Un autre fou nommé Needham, qui est en secret jésuite, va bien plus loin. Cet animal, comme vous le savez d’ailleurs, et comme on vous l’a tant dit[3], s’imagine qu’il a créé des anguilles avec de la farine de seigle et du jus de mouton ; que sur-le-champ ces anguilles en ont produit d’autres sans accouplement. Aussitôt nos philosophes décident qu’on peut faire des hommes avec de la farine de froment et du jus de perdrix, parce qu’ils doivent avoir une origine plus noble que celle des anguilles ; ils prétendent que ces hommes en produiront d’autres incontinent ; qu’ainsi ce n’est point Dieu qui a fait l’homme ; que tout s’est fait de soi-même ; qu’on peut très-bien se passer de Dieu ; qu’il n’y a point de Dieu. Juger quels ravages le Coheleth mal entendu, et Wirburton[4] et Needham bien entendus, peuvent faire dans de jeunes cœurs tout pétris de passions, et qui ne raisonnent que d’après elles.

Mais, ce qu’il y avait de pis, c’est que Jenni avait des dettes par-dessus les oreilles ; il les payait d’une étrange façon.
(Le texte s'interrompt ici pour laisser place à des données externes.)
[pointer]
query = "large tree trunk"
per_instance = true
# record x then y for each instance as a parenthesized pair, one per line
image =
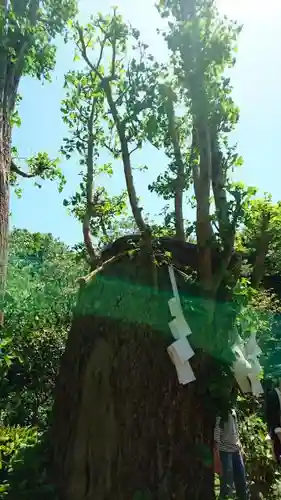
(5, 160)
(122, 425)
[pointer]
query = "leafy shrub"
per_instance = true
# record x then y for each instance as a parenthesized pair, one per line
(22, 465)
(263, 475)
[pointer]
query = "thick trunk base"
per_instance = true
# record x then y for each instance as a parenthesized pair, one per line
(123, 428)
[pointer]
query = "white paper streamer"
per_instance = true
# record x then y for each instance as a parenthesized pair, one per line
(246, 367)
(179, 351)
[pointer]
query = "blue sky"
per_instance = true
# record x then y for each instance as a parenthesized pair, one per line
(257, 83)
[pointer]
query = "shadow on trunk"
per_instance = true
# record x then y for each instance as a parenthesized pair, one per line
(123, 428)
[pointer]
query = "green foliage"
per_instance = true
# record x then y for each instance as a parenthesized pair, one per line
(23, 473)
(40, 297)
(263, 475)
(40, 166)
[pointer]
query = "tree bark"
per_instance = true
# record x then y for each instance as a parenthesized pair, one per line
(5, 160)
(122, 425)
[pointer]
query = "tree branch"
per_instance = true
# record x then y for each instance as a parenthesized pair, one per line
(262, 249)
(89, 186)
(180, 180)
(17, 171)
(126, 159)
(83, 50)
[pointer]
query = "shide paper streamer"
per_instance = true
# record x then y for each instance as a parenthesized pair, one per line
(179, 351)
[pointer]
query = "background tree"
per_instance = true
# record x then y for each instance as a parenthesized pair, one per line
(41, 292)
(27, 28)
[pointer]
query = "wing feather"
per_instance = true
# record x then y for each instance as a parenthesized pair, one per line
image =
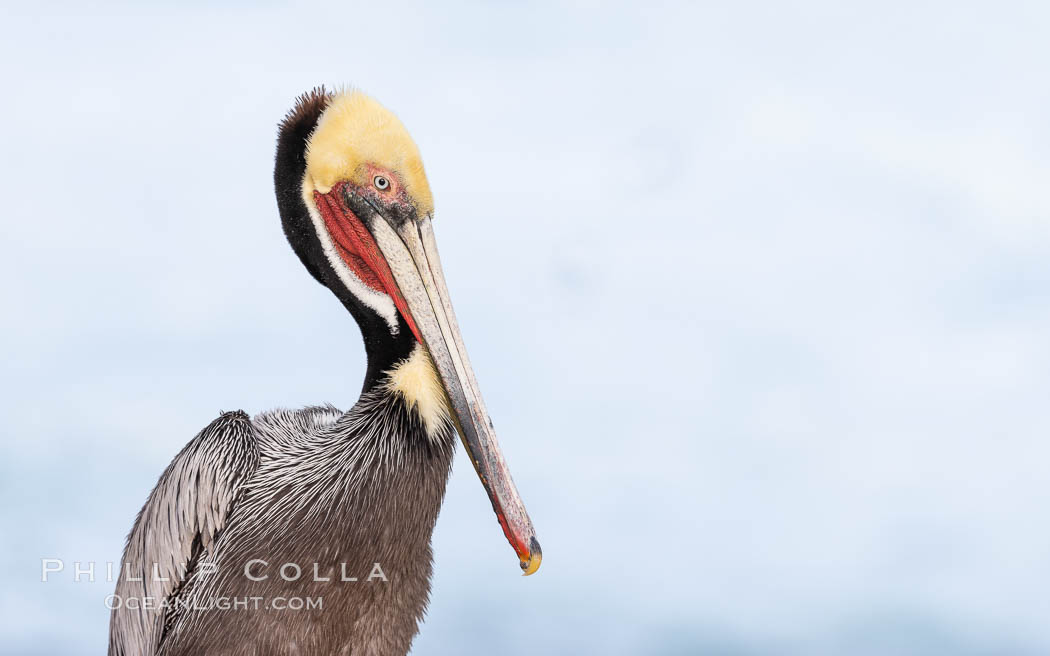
(182, 516)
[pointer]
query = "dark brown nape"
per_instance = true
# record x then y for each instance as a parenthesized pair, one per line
(290, 165)
(308, 107)
(382, 348)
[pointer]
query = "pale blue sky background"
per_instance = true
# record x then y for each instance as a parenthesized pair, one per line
(758, 295)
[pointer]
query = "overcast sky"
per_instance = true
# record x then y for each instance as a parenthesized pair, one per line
(758, 296)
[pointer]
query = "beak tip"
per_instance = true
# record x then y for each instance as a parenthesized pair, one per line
(530, 566)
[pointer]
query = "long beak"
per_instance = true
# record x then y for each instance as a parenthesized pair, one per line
(412, 255)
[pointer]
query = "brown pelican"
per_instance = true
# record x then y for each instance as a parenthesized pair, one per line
(250, 540)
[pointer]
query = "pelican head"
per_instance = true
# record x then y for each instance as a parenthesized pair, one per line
(357, 209)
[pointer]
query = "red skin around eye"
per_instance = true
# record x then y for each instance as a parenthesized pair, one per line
(358, 249)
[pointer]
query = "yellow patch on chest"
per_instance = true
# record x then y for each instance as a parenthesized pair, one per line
(418, 383)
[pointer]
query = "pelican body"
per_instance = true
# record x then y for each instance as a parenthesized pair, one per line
(309, 531)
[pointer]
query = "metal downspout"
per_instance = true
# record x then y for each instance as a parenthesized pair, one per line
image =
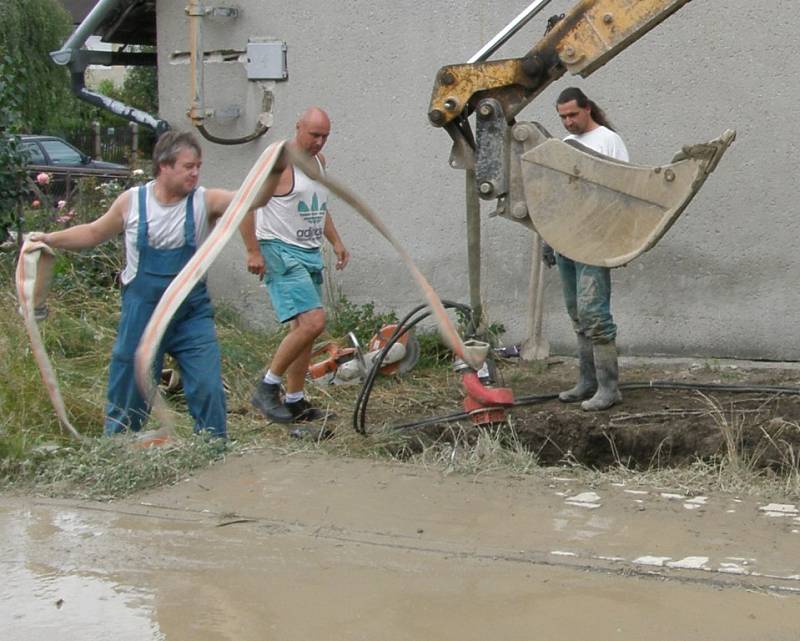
(71, 55)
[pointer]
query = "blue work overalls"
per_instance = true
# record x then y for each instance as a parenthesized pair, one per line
(190, 337)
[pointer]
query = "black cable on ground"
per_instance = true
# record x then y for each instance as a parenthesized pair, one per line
(535, 399)
(403, 326)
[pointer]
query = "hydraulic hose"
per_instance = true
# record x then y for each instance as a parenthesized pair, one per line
(406, 324)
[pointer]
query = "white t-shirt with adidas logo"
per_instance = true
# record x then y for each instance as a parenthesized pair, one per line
(297, 218)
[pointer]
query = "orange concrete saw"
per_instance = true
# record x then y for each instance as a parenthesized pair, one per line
(334, 364)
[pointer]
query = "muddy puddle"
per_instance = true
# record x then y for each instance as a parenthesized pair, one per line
(41, 602)
(285, 548)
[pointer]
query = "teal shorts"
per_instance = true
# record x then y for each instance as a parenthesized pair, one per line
(293, 279)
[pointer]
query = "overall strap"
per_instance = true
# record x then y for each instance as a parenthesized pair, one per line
(141, 231)
(188, 226)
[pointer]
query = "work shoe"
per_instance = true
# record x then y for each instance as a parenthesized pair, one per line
(607, 372)
(587, 380)
(303, 412)
(267, 400)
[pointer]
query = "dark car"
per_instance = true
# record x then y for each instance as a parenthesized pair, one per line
(59, 154)
(65, 164)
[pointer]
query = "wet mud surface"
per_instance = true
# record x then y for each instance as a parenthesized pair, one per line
(275, 547)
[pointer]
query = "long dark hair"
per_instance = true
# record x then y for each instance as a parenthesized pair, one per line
(574, 93)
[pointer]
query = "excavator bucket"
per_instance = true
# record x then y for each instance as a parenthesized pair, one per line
(600, 211)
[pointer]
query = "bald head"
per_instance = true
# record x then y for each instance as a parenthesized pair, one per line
(313, 128)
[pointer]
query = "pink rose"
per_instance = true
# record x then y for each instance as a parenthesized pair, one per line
(66, 217)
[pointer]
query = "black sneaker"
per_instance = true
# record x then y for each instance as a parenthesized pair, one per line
(303, 412)
(267, 400)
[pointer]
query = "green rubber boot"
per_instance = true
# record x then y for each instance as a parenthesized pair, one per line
(607, 371)
(587, 381)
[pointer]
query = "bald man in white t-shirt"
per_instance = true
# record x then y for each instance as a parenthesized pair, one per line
(283, 243)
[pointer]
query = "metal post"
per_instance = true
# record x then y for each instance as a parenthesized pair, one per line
(535, 347)
(509, 30)
(134, 143)
(474, 248)
(96, 139)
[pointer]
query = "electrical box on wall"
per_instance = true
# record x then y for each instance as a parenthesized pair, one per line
(267, 60)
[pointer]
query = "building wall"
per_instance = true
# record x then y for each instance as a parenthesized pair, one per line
(720, 284)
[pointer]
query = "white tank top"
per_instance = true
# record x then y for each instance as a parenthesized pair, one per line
(164, 225)
(298, 218)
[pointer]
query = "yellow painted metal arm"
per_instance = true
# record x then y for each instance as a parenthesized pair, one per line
(589, 35)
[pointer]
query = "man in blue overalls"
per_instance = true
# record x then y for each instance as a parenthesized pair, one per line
(163, 222)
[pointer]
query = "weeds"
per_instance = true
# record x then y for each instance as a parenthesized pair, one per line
(109, 467)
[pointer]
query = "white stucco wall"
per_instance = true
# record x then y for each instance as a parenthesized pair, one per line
(720, 284)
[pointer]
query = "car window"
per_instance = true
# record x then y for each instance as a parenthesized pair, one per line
(35, 155)
(61, 153)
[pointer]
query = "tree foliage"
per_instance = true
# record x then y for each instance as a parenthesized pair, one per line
(29, 31)
(12, 160)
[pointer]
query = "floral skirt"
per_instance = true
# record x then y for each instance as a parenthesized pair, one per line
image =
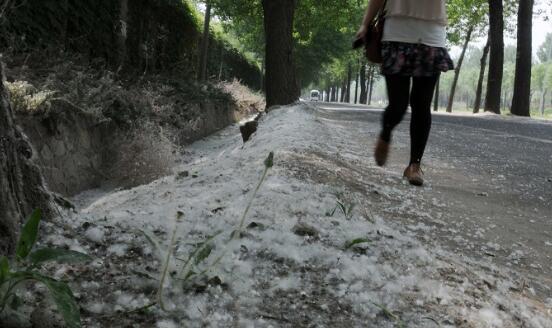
(410, 59)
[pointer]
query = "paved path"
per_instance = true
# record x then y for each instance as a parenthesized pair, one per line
(489, 179)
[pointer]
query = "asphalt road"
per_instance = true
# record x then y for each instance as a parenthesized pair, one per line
(489, 177)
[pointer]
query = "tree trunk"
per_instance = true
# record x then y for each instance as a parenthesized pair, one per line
(202, 69)
(262, 74)
(496, 57)
(349, 77)
(436, 100)
(356, 87)
(363, 91)
(21, 184)
(281, 81)
(543, 101)
(521, 101)
(122, 34)
(457, 69)
(479, 91)
(372, 72)
(221, 64)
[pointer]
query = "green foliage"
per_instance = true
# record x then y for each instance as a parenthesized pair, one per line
(25, 269)
(196, 266)
(355, 242)
(345, 209)
(545, 50)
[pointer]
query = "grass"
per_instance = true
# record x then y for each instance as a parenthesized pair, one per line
(192, 267)
(26, 267)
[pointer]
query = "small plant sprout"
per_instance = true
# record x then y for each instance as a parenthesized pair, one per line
(195, 265)
(269, 163)
(346, 209)
(355, 242)
(26, 267)
(178, 219)
(390, 315)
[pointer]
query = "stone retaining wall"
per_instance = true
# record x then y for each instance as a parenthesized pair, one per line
(77, 151)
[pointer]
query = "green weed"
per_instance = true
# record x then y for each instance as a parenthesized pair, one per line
(390, 315)
(354, 242)
(344, 208)
(25, 267)
(195, 265)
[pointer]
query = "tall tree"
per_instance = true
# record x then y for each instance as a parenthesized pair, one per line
(521, 101)
(436, 97)
(467, 18)
(349, 78)
(545, 50)
(496, 57)
(482, 67)
(363, 91)
(457, 69)
(202, 69)
(281, 82)
(21, 184)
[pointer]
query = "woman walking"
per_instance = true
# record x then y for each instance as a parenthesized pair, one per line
(414, 55)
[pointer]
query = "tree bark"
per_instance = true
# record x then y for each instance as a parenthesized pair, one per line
(436, 100)
(543, 101)
(281, 80)
(363, 91)
(356, 87)
(457, 69)
(521, 101)
(496, 57)
(122, 34)
(372, 72)
(202, 68)
(349, 78)
(483, 66)
(21, 184)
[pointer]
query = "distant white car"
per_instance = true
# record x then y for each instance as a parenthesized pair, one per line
(315, 95)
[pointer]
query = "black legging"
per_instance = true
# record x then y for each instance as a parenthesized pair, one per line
(398, 90)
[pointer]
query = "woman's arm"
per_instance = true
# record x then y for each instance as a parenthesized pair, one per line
(373, 8)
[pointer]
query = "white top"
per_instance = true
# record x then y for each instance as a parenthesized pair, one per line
(412, 30)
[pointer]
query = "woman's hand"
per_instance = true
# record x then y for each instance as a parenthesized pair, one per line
(361, 34)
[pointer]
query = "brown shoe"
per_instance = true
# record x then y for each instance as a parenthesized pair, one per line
(414, 174)
(381, 152)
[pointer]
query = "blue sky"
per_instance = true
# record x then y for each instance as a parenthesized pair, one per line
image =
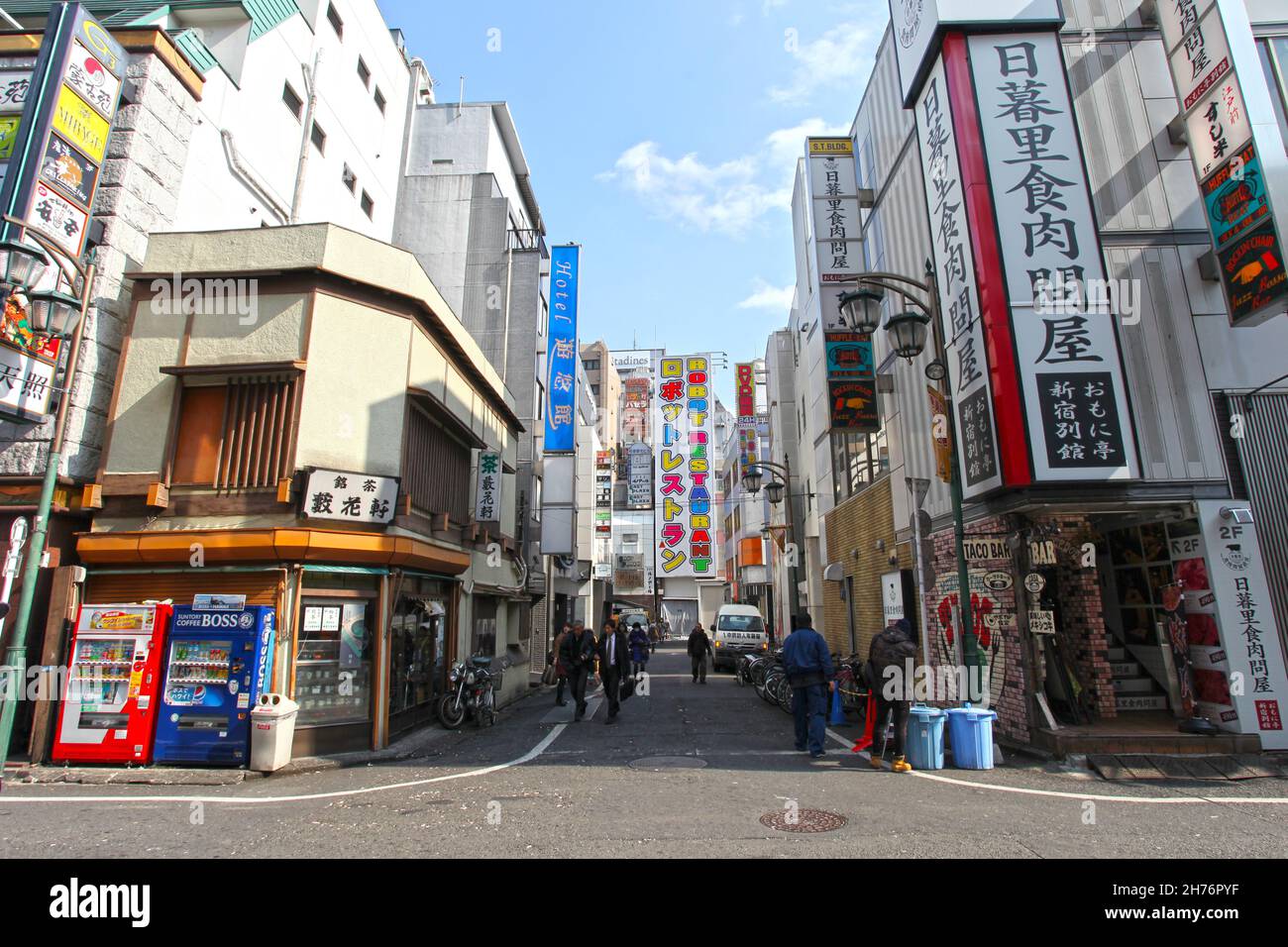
(662, 138)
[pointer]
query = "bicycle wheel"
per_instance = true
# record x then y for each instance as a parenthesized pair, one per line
(785, 696)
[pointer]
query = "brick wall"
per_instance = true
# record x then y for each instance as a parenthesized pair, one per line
(1010, 673)
(853, 530)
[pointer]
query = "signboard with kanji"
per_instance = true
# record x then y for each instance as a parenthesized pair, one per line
(349, 497)
(562, 354)
(487, 495)
(684, 474)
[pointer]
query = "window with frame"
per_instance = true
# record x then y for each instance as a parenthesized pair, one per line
(334, 18)
(1274, 62)
(235, 434)
(292, 101)
(436, 467)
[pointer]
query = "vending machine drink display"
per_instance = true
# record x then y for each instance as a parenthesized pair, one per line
(217, 665)
(110, 697)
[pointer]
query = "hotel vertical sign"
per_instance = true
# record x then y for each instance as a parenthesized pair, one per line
(1236, 149)
(562, 356)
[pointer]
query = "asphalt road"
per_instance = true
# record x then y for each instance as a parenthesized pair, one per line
(580, 789)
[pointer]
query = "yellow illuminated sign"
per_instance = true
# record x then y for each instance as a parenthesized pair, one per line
(81, 125)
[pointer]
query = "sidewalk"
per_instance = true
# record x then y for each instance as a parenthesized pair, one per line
(417, 744)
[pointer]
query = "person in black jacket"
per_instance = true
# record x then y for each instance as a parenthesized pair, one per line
(892, 650)
(699, 646)
(579, 659)
(614, 667)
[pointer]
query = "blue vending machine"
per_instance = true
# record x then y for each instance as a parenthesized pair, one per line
(218, 661)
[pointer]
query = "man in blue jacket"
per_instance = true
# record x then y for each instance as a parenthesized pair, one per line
(809, 672)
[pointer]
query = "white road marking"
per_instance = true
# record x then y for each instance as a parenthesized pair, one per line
(1098, 797)
(266, 800)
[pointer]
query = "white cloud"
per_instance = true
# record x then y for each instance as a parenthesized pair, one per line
(838, 59)
(728, 197)
(767, 296)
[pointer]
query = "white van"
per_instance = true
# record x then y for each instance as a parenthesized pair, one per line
(738, 629)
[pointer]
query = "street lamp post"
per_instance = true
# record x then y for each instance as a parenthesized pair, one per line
(907, 331)
(54, 315)
(774, 491)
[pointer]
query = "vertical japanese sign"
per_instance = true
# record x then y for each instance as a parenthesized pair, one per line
(683, 468)
(487, 495)
(1235, 146)
(60, 138)
(838, 252)
(1248, 689)
(1065, 343)
(958, 292)
(562, 352)
(746, 381)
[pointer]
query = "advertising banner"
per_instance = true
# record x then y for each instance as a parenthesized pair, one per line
(958, 291)
(487, 495)
(561, 433)
(683, 408)
(1068, 364)
(1236, 149)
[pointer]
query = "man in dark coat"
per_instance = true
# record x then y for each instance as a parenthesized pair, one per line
(809, 671)
(888, 678)
(579, 659)
(614, 667)
(699, 646)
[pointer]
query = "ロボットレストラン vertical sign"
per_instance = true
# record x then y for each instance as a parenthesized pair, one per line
(561, 433)
(683, 427)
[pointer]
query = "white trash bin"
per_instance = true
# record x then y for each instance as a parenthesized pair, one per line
(271, 727)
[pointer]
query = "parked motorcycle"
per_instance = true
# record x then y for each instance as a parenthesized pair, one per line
(469, 694)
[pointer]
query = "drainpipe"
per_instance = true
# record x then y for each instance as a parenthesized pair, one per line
(310, 86)
(250, 178)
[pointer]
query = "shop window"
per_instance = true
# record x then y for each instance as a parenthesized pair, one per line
(483, 635)
(334, 18)
(436, 467)
(235, 434)
(1274, 62)
(333, 661)
(417, 648)
(292, 101)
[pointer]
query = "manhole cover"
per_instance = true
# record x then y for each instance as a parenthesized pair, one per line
(803, 821)
(658, 763)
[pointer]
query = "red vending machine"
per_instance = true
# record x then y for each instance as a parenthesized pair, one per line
(115, 672)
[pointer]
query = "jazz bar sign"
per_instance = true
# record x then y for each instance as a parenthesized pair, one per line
(351, 497)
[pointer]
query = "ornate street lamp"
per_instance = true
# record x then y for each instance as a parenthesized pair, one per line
(907, 331)
(774, 492)
(21, 264)
(53, 313)
(862, 309)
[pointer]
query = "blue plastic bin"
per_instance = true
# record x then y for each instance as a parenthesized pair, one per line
(971, 735)
(925, 741)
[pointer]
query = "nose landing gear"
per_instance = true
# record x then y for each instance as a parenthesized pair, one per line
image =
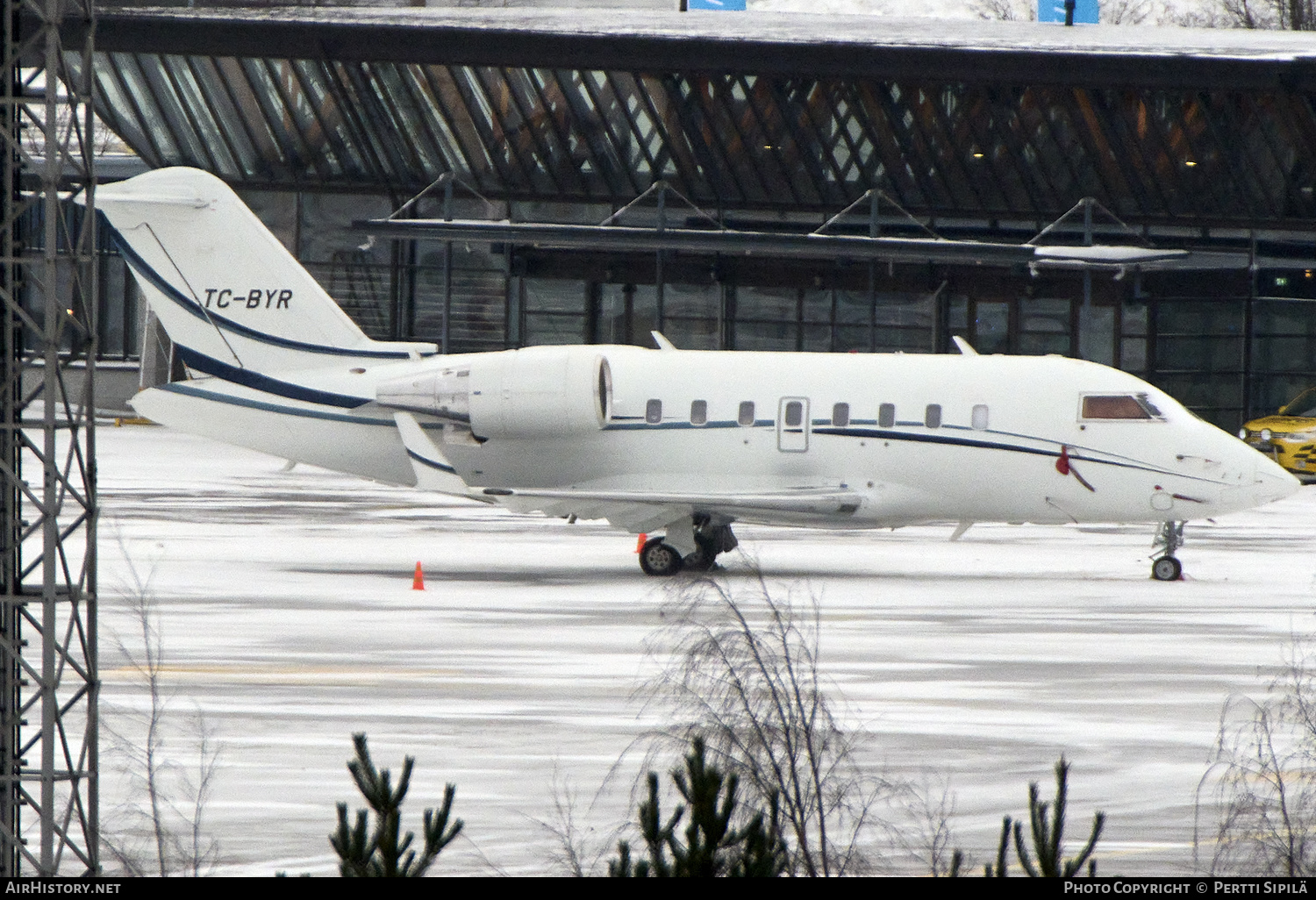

Un de ses créanciers était venu le jour même lui demander cent guinées pendant que nous étions en parlement. Le beau Jenni, qui jusque-là paraissait très-doux et très-poli, s’était battu avec lui, et lui avait donné pour tout paiement un bon coup d’épée. On craignait que le blessé n’en mourût : Jenni allait être mis en prison et risquait d’être pendu, malgré la protection de milord Peterborough.


  1. Elle est imprimée dans l’apologie du comte de Peterborough, par le docteur Freind, page 143, chez Jonas Bourer. (Note de Voltaire).
  2. Il n’est pas difficile de deviner qui Voltaire désigne ici. Il n’a changé qu’une lettre : voyez la note 1 de la page suivante.
  3. Voyez ci-dessus, page 333 ; et dans les Mélanges, année 1768, le chapitre xiii des Singularités de la nature.
  4. Warburton, évêque de Glocester, auteur d’un livre intitulé la Légation de Moïse : il en est beaucoup question dans plusieurs ouvrages de M. de Voltaire, contre qui Warburton a écrit avec ce ton de supériorité que les érudits, qui ne savent que ce qu’ont pensé les autres, ne manquent jamais de prendre avec les hommes de génie. (K.)